One of the new developments of the past few months is Max the Clown.  You’ve started trying consciously to make us (especially Henry and Morgan) laugh.  Throwing “poop” and “fart” into conversations is generally successful, as are your “funny faces,” seen below.

Also fascinating to watch are the relationships that have developed between you and those brothers of yours.   Though Mo still generally thinks of you as a pest (and you generally are, to him), Henry really goes out of his way in a completely endearing attempt to include you, and keep you appeased.  He talks to you in a sing-songy voice and tries to convince you that what he’s offering is the coolest thing there is (and just happens to be the thing he doesn’t want).  Although you’re less apt to destroy their creations simply for the sake of destruction (that was a fun phase), you still mainly exist on the periphery of their play.  Some days I worry about your being the third wheel, but I remember quickly that two years is huge, developmentally, and that as the days go by it’s becoming more and more Three Musketeers-esque.

And now you are three.  In the last year you’re learned to peddle a bike, dress yourself, eat an ice cream cone without a catastrophe, climb over the fence, stop napping (wah!), and go to school without tear-shedding (only took a month to get there)…

We did a family party with Grandma and Grandpa and Dylan and then you specifically requested a friend party with a superhero theme.  Nonna saved mama’s arse by sewing capes for all your buddies (plus two ridiculously cute tiny ones for Chip and Dale) and they were a roaring success.

The three year-old superhero obsession lives on

One of my favorite developments of this year was the beginning of friendships.  You and Kelton (and Baxter and Sam and Owen) have shifted from the parallel play of two year-olds to the cooperative “I’ll be Batman and you can be Superman, ok?” play of real kids.  At your last playdate at Kelton’s house, you showed up in jeans and he decided that he wanted to wear jeans just like you.  So he went to his room and changed.

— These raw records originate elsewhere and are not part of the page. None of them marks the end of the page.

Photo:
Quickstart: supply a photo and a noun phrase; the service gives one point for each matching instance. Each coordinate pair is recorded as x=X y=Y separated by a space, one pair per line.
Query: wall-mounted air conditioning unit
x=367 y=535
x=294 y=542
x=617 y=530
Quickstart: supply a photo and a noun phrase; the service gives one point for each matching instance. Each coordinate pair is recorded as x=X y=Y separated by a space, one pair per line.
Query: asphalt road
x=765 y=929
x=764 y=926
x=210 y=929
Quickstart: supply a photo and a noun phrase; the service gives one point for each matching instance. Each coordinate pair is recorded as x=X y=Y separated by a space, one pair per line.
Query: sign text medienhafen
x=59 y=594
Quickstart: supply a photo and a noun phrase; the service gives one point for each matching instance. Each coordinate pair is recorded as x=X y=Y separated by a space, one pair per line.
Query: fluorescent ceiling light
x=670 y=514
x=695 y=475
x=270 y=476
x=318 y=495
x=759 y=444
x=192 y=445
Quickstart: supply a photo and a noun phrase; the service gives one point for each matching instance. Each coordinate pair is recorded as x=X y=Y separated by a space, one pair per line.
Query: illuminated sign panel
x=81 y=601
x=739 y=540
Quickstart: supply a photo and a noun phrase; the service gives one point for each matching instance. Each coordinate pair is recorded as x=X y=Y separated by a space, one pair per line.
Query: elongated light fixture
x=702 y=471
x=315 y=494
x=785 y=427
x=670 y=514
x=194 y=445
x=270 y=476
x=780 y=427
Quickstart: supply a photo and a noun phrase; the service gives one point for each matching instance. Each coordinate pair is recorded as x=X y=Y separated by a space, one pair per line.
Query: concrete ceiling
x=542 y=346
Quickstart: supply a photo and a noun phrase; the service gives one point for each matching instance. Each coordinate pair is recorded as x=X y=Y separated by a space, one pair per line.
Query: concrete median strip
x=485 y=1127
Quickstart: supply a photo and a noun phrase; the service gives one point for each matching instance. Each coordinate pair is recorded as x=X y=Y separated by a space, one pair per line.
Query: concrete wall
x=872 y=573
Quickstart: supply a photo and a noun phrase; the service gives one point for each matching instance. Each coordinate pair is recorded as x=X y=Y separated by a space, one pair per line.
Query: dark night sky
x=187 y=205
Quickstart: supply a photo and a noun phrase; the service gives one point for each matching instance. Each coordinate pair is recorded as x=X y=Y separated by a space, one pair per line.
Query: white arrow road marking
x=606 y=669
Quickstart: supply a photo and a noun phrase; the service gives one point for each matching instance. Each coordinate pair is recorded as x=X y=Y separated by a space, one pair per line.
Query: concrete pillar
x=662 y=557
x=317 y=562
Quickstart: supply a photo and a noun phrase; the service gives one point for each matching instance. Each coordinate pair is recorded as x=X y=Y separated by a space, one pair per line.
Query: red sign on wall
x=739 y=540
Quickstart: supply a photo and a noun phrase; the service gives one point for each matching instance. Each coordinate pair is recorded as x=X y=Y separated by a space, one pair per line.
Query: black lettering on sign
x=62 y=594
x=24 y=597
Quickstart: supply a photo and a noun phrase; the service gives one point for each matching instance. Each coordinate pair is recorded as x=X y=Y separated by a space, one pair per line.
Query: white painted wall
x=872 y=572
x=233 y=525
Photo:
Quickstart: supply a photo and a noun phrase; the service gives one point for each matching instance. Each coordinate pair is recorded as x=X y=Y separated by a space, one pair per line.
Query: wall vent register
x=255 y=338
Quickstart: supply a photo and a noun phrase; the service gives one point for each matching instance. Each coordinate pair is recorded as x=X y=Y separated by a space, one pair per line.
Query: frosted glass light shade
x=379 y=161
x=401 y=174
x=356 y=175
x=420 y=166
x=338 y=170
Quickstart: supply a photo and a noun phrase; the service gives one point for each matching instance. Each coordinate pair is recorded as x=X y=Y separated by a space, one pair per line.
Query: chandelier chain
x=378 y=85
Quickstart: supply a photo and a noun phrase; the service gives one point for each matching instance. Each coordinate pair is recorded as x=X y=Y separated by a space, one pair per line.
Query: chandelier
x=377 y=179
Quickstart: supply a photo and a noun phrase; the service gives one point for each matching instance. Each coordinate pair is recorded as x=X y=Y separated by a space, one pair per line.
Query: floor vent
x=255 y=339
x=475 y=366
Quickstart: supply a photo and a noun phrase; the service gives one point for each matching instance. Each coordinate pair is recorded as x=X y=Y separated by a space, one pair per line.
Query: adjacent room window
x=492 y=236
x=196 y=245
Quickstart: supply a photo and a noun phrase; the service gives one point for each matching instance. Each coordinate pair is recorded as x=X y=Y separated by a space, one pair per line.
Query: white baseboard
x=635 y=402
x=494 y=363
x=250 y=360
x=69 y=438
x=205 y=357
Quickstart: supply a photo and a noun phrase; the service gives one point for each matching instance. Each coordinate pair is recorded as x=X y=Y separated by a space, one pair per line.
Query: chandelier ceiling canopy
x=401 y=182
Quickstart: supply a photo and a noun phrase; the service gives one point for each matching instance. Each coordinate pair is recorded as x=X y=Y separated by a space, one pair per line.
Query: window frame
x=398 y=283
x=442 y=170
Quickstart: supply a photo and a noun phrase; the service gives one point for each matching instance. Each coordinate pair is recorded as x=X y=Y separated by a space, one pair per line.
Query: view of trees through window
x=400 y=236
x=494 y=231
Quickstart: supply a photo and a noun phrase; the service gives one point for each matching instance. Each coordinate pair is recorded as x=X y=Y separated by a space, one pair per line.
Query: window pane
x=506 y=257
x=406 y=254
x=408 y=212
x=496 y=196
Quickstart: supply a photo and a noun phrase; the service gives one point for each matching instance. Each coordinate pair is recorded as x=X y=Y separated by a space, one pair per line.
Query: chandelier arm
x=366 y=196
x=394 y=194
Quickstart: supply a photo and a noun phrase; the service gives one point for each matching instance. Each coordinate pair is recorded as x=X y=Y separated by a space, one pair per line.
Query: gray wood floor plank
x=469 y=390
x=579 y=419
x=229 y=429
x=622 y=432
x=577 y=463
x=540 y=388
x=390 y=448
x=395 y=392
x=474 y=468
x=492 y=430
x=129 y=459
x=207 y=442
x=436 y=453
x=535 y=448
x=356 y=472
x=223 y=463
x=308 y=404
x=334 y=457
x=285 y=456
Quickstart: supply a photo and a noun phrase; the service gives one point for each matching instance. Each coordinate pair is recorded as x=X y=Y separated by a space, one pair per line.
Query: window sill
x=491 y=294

Your own Big Wheel!  Now you don’t have to fight with Morgan every. damn. day about who gets to ride the one HE got when he turned three!  (Except now you just fight about who rides which one…)

Superhero Chip and Dale taking a snooze in Henry’s cleats

While it is so incredibly cliche to say “I can’t imagine our family without you” – I truly can’t imagine our family without you.  I’m finishing this weeks and weeks after I first started, and you’ve suffered through some strange summer flu bug for the past twenty-for hours, vomiting over and over and over.  You went to bed before we ate dinner tonight, and it felt so strange to sit around our table without your cheery little self (getting up thirty seconds after we sit down, exclaiming “I have to peeeeeee!”  like it just hit you, a total emergency.  Seriously, you do this every night.  It is so aggravating and yet so funny.)

I love you, Maxy.  WE love you.  And I am so thankful I get to be your mama.